Birleşik Arap Emirlikleri yönetimine yakın isimlerden Abdulhalık Abdullah, Suudi Arabistan Veliaht Prensi’nin tehdidini hatırlatarak, Ahvaz’daki saldırının sivilleri değil askerleri hedef aldığını ve gelecekte daha çok eylem olabileceğini söyledi.
Abdulhalık Abdullah’ın bu açıklaması üzerine Tahran, BAE Büyükelçiliği Maslahatgüzarını Dışişleri Bakanlığı’na çağırdı.
İran hükümeti ayrıca Ahvazlı muhaliflere ülkelerinde oturum hakkı veren İngiltere, Hollanda ve Danimarka büyükelçilerini toplantıya davet etti.
Saldırıyla ilgili bir başka görüşe göre, son dönemde sıkışan İran rejimi çıkış için Ahvaz’daki saldırıyı bizzat kendisi gerçekleştirdi ve küçük çapta bir “11 Eylül tiyatrosu” düzenledi.
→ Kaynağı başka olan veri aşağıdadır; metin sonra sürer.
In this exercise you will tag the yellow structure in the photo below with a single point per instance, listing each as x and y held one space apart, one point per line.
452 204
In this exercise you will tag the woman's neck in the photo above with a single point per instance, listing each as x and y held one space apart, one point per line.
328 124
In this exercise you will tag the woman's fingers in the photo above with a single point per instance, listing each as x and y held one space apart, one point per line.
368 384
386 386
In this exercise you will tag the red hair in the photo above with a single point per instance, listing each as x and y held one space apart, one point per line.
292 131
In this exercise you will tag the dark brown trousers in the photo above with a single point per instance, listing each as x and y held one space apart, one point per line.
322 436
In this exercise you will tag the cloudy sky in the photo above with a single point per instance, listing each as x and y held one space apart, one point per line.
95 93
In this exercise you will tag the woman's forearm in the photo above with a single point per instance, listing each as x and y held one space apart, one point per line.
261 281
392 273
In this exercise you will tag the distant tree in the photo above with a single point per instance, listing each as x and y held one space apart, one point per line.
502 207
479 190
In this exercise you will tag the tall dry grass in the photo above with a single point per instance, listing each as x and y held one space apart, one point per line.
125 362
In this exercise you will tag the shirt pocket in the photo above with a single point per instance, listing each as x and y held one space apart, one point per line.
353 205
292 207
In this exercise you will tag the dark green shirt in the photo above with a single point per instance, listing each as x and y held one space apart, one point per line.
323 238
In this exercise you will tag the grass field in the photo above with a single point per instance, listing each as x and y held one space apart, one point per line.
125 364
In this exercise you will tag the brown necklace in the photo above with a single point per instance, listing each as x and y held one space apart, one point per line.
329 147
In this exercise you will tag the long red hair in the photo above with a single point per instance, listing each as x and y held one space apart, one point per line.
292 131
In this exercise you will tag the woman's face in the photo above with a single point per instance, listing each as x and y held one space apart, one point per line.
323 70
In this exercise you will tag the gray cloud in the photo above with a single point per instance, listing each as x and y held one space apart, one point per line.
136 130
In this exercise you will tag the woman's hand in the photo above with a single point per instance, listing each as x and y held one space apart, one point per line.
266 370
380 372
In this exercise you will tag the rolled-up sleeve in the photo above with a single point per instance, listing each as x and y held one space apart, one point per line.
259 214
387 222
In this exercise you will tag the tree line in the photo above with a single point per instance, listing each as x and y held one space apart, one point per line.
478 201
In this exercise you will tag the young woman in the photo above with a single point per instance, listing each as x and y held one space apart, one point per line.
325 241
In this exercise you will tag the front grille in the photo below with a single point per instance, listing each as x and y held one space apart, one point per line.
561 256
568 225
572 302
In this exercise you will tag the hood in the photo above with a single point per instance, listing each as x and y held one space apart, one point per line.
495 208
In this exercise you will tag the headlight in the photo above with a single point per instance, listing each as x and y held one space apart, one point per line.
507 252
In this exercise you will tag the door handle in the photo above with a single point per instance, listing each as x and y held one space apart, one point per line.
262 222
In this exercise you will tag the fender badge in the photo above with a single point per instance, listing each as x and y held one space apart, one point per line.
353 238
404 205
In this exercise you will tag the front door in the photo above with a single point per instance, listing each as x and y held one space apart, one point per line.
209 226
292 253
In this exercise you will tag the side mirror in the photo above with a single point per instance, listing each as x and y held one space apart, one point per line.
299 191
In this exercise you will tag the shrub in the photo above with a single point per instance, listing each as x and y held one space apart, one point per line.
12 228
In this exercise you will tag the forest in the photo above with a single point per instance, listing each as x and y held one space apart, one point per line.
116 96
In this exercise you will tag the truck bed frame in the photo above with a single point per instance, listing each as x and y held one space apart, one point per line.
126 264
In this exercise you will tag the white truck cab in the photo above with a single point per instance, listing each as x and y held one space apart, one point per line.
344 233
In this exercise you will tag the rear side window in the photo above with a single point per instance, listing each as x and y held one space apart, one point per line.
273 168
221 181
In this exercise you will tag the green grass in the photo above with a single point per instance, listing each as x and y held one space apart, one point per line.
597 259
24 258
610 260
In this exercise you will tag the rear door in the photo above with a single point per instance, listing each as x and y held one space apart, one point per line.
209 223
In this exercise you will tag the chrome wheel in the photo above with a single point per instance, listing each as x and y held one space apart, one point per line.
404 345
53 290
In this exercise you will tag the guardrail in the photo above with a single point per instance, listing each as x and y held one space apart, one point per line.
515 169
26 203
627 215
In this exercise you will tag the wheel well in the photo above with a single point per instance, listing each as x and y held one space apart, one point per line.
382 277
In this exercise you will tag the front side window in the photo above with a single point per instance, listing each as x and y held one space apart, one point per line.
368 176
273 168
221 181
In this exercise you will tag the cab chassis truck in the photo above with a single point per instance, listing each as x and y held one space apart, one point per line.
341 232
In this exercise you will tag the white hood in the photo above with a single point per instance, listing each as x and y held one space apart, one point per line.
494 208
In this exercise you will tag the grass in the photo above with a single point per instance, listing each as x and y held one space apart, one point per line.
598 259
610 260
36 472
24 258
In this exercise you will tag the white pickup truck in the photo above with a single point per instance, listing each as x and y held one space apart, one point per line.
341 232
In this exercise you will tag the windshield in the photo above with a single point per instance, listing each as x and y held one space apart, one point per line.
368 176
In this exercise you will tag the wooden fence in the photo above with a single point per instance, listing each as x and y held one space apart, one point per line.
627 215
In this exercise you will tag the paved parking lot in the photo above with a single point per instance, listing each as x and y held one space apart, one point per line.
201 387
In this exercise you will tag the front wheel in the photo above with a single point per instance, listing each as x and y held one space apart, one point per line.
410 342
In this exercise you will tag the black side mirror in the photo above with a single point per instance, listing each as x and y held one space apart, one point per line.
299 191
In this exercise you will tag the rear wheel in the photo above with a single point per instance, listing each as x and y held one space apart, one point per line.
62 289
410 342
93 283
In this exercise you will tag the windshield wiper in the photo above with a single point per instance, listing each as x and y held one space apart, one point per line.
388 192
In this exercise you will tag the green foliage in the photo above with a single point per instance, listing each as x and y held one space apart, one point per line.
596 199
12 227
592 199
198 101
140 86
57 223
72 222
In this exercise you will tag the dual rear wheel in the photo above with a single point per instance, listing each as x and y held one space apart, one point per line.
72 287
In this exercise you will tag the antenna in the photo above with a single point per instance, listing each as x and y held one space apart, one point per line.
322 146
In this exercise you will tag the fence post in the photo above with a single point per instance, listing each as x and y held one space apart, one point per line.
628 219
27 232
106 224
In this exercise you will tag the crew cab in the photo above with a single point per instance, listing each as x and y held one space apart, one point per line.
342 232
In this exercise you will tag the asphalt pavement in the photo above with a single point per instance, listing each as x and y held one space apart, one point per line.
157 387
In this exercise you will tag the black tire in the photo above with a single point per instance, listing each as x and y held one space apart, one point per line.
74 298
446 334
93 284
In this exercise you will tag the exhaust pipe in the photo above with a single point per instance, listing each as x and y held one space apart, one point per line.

Komplo teorisi gibi görünse de bu görüşü benimseyen ve “Acem’de oyun bitmez” diyen gözlemcilerin sayısı az değil.
Bu arada, İran Cumhurbaşkanı Hasan Ruhani, saldırı haberi gelmeden kısa süre önce Tahran’daki törende yaptığı konuşmada Amerika’yı kastederek, Saddam’ı savaşa teşvik eden tarafla bir kez daha karşı karşıya olduklarını söyledi ve Trump’ı Saddam’a benzeterek ABD Başkanı’nın Saddam’ın akıbetini yaşayacağını öne sürdü.
Ruhani, Saddam’ın Amerika tarafından idam edildiğini, Saddam’ın devrilmesinde ve Irak’ın işgalinde Amerika’yla işbirliği yaptıklarını unutmuş olsa gerek.
Terör eylemleri dünyanın neresinde olursa olsun ve kimi hedef alırsa alsın kınanmalı.
Fakat şunu da unutmamak gerekiyor:
Türkiye’de onlarca askerin, polisin ve sivilin ölümünden sorumlu olan PKK dâhil birçok terör örgütünü besleyen ve destekleyen, vekâlet savaşları yürüten ülkelerin başında gelen İran’ın ektiği rüzgârların kendisine fırtına olarak dönmesi gayet doğal.